Networking with Ethernet and Internet connections is extremely popular right now, says Dick Novacek, Acroprint's systems sales manager (Raleigh, NC). "With this technology," he explains, "end users can communicate to time and attendance terminals through Ethernet, a local area network (LAN) that interconnects personal computers via coaxial cable. Numerous terminals can be connected to the Ethernet. If an end user has multiple locations, it isn't necessary to make a long-distance call to check time and attendance terminals over a modem through a phone line."
"Ethernet provides businesses with the standard they need as they grow and modify their infrastructure," says Peter DiMaria, president of AccuTime Systems (ATS) (Ellington, CT). "By the year 2000, I expect our production of Ethernet-enabled solutions to increase by 50%."
"Time and attendance terminals are an integral part of the information technology (IT) infrastructure," says Bill Spence, v.p. of marketing and sales of Recognition Systems (Campbell, CA). "Ethernet is interesting because it offers an online approach to time and attendance terminals. A lot of terminals in the United States collect information all day and poll that information at the end of the day. Ethernet allows for more online systems, which are constantly being polled and updated. Europe is ahead of the game compared to the United States in regard to Ethernet and online-type systems."

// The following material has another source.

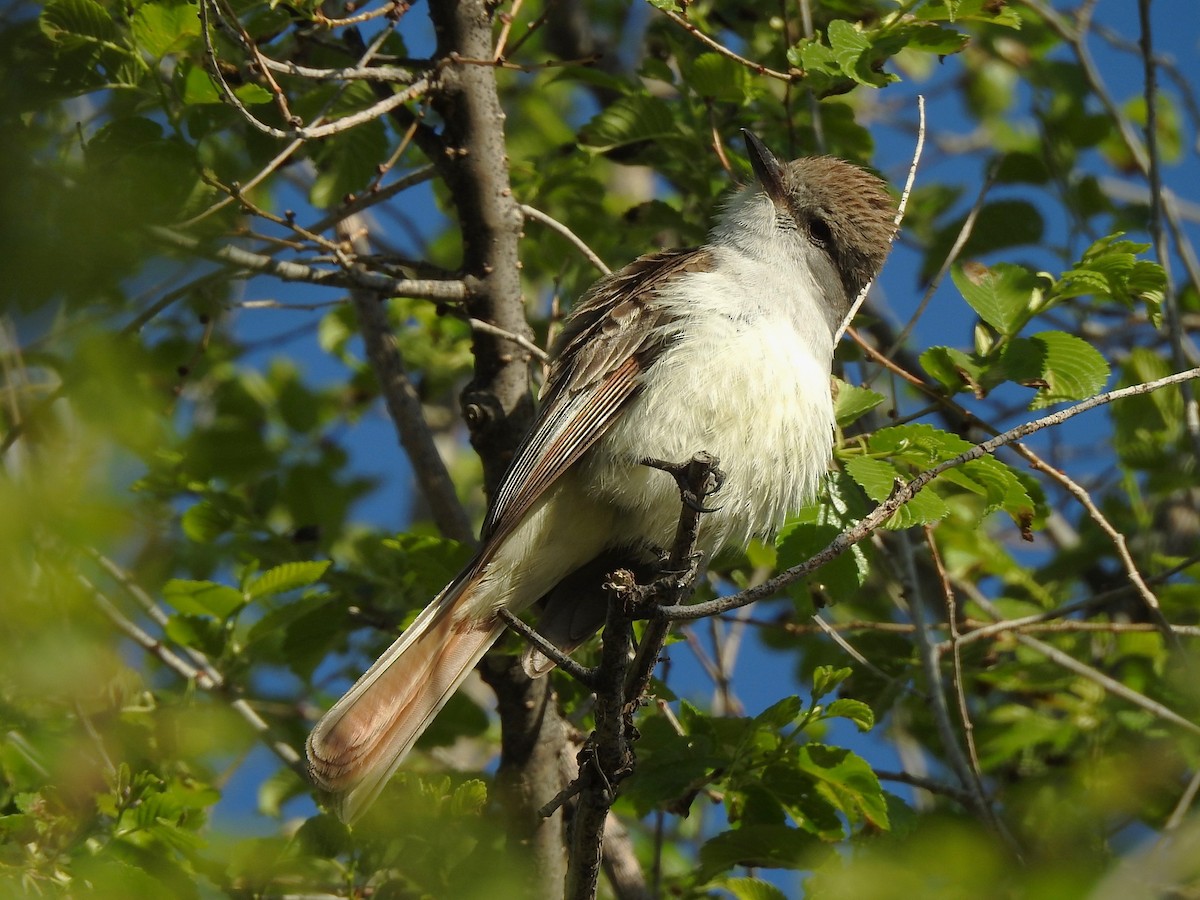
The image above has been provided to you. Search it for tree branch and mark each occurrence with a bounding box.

"The essence of time and attendance terminals is data collection," says Spence. "The Ethernet allows these units to also function as data displays. It's a way of distributing company information, like updates to the healthcare plan."
Biometrics Eliminates "Buddy-Punching"
"Biometric technology will be far reaching," says DiMaria. "As VARs, we will all want to follow its evolution." Bill Lathem, president of Lathem Time Corp. (Atlanta) says the prices of biometric readers continue to decline. "Biometrics is close to becoming an excellent, affordable alternative to badge or PIN entry for time and attendance," he says.
Biometrics eliminates the need for card production, says Jimmy Bianco, vice president of sales at Control Module, Inc. (CMI) (Enfield, CT). "With biometrics," he explains, "producing systems and the employees hired to print the cards on a full-time basis are no longer needed. More importantly, use of the technology eliminates 'buddy punching.' If an employee shows up an hour late for work, another employee can't punch that person's timecard."
How To React To Market Changes
"VARs need to get certification in networking," says Novacek. "When VARs install a network system, they need to be able to answer questions. They should know how software like Windows NT works. Once VARs have sufficient industry knowledge, they separate themselves from being resellers to become value added resellers."
"Know the differences between biometrics and scanners," warns Novacek. "There are a lot of fingerprint scanners on the market, which just take a picture of your fingerprint. A true biometric device measures the finger, determines the temperature sensitivity, and matches that to previously recorded data. There used to be a huge difference between prices of biometric devices and scanners, but now that delta is becoming very small."
"With so much variety in configuration," Lathem says, "VARs can design the system to fulfill the needs of any customer. VARs must know the products they sell inside and out. Sometimes it takes every trick in the toolbox to fit the various customer requirements."
The affordability of open architecture and biometrics is also allowing smaller VARs to go into larger markets, says Bianco. "A medium-sized VAR can now succeed with larger, more lucrative companies who previously dealt directly with vendors. Also, take advantage of the tools and leads that manufacturers provide."